Controllo delle presenze: Privacy e biometria

Da un po’ di tempo c’è una buona attenzione al tema di poter rilevare le presenze in azienda attraverso strumenti “biometrici” – ovvero in grado di riconoscere le persone attraverso le loro caratteristiche (impronte digitali, riconoscimento facciale, scansione della retina…).

Le opportunità del controllo biometrico

Questi strumenti, un tempo impiegati solo per il controllo degli accessi in impianti ad altra sicurezza / segretezza, diciamo riservati a situazioni da film di spionaggio, sono divenuti accessibili anche alle “normali” aziende.

I vantaggi sono, tra gli altri, di non richiedere un intervento manuale al personale (strisciare il badge…) e di evitare frodi, riconoscendo in modo più sicuro la persona (evitando quindi che estranei in possesso di un badge possano accedere o che un dipendente timbri il cartellino anche per un altro).
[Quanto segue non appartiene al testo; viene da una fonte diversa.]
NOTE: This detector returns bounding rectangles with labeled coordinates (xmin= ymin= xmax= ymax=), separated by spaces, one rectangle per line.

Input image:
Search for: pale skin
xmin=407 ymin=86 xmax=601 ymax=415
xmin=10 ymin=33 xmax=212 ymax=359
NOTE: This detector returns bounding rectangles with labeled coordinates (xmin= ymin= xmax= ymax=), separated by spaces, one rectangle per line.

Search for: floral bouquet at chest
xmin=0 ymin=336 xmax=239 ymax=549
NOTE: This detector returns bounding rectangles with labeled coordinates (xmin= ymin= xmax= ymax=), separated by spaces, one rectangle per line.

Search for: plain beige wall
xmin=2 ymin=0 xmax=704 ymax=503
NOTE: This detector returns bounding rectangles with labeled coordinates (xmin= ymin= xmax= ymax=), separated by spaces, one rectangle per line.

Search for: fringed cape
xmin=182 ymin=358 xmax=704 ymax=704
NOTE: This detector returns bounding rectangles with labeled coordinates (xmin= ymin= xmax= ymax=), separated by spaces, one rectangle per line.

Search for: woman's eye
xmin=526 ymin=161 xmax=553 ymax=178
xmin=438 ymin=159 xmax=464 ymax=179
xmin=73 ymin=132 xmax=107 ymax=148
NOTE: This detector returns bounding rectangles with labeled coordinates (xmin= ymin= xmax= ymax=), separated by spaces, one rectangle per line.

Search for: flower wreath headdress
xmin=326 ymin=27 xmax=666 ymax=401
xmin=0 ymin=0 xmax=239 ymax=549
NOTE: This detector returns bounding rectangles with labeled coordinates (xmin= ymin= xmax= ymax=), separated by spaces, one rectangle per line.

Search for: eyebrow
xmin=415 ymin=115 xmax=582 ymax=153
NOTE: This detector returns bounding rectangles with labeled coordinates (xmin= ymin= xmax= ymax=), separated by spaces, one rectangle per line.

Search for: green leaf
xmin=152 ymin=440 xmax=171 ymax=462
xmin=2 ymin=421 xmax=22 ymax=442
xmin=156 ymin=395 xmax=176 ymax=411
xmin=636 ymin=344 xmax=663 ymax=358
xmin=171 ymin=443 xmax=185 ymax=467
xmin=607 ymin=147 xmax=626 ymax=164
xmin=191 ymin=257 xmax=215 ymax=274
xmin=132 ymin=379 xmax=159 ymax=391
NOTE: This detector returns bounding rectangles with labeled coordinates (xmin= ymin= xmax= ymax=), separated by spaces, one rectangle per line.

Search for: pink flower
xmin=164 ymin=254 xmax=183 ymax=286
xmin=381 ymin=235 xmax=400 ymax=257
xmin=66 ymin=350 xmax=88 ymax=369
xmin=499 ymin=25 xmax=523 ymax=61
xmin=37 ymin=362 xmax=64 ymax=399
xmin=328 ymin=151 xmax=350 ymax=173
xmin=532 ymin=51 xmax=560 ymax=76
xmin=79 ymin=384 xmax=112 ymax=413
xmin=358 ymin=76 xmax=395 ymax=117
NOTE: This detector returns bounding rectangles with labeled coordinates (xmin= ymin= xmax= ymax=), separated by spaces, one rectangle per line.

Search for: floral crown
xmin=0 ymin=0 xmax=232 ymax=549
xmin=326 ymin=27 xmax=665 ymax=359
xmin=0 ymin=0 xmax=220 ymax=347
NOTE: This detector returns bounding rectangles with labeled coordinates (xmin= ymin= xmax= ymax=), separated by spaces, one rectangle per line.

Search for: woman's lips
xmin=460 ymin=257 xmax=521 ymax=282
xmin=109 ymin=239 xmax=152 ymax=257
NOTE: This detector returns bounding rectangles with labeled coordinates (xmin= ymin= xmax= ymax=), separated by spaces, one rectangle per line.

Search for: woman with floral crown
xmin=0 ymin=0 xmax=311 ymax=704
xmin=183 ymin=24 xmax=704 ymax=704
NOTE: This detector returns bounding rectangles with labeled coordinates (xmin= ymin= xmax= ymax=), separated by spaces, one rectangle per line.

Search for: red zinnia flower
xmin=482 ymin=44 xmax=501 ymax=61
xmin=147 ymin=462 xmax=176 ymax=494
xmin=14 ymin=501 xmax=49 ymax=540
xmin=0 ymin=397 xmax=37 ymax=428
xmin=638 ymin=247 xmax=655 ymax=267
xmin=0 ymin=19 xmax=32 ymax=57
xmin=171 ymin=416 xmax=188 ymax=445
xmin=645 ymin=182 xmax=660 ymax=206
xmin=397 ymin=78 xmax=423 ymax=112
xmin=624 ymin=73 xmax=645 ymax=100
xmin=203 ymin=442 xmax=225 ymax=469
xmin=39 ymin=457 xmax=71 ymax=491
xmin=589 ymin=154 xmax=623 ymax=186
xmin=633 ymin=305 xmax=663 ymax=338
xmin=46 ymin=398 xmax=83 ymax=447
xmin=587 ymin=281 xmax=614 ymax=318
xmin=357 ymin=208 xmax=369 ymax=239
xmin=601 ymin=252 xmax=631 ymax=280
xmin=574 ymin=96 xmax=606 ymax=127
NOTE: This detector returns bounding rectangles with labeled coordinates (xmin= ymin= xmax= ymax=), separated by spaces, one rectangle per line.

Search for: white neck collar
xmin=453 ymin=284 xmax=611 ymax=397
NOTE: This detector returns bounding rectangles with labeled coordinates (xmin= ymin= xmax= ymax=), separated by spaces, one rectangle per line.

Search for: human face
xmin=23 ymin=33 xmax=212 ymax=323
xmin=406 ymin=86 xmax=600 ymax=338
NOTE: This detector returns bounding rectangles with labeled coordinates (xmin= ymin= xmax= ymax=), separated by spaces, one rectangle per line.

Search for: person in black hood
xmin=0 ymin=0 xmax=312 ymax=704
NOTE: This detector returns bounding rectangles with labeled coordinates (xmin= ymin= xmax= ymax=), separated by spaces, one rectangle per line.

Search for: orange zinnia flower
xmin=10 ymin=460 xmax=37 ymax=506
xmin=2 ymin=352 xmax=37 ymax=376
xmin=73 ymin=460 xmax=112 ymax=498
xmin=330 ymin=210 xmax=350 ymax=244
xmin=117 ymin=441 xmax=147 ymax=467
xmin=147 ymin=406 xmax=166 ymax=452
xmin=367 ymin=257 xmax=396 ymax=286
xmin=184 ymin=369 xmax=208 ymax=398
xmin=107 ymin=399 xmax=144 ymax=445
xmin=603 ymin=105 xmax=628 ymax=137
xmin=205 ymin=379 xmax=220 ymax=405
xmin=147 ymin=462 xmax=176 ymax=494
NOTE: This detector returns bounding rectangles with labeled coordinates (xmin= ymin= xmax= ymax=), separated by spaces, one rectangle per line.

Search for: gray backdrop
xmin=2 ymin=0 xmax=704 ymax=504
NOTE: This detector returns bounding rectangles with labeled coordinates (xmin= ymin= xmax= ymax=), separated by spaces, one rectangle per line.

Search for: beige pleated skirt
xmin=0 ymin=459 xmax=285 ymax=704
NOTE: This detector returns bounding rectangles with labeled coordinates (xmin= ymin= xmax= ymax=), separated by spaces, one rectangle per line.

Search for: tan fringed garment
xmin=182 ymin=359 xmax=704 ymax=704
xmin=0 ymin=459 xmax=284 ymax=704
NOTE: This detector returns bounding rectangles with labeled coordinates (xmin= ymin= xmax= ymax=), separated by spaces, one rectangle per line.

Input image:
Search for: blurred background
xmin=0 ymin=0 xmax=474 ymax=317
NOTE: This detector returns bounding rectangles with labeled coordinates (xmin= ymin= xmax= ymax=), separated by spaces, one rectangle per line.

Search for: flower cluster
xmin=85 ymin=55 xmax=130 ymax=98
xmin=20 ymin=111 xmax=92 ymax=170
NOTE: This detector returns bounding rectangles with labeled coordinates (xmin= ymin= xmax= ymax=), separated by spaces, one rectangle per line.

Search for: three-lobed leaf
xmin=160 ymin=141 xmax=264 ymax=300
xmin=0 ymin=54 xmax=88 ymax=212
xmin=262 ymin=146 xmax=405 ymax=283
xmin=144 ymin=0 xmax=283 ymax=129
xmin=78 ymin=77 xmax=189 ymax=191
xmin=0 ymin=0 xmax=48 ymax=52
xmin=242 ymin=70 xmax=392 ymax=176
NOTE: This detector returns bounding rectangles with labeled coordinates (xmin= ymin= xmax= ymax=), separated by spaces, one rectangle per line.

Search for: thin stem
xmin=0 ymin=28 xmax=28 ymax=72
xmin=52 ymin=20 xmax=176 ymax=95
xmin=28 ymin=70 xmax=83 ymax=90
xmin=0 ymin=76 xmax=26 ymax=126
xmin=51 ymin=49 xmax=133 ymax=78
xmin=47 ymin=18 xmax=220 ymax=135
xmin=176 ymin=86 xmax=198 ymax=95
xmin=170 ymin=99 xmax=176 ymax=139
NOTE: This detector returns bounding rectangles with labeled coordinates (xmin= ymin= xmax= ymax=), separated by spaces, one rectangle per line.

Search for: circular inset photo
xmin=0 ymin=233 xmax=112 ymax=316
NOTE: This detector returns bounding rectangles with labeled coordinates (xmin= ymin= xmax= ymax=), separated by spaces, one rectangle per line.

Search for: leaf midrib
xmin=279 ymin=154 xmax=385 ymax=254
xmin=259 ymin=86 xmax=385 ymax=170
Il  problema della Privacy

D’altra parte è evidente come questa forma di controllo ponga degli interrogativi sul fronte privacy e debba essere normata.

Il Garante Privacy  ha quindi posto dei limiti normativi e ha imposto che l’azienda presenti domanda preventiva. Senza una specifica autorizzazione, infatti, è vietata l’adozione di questi sistemi.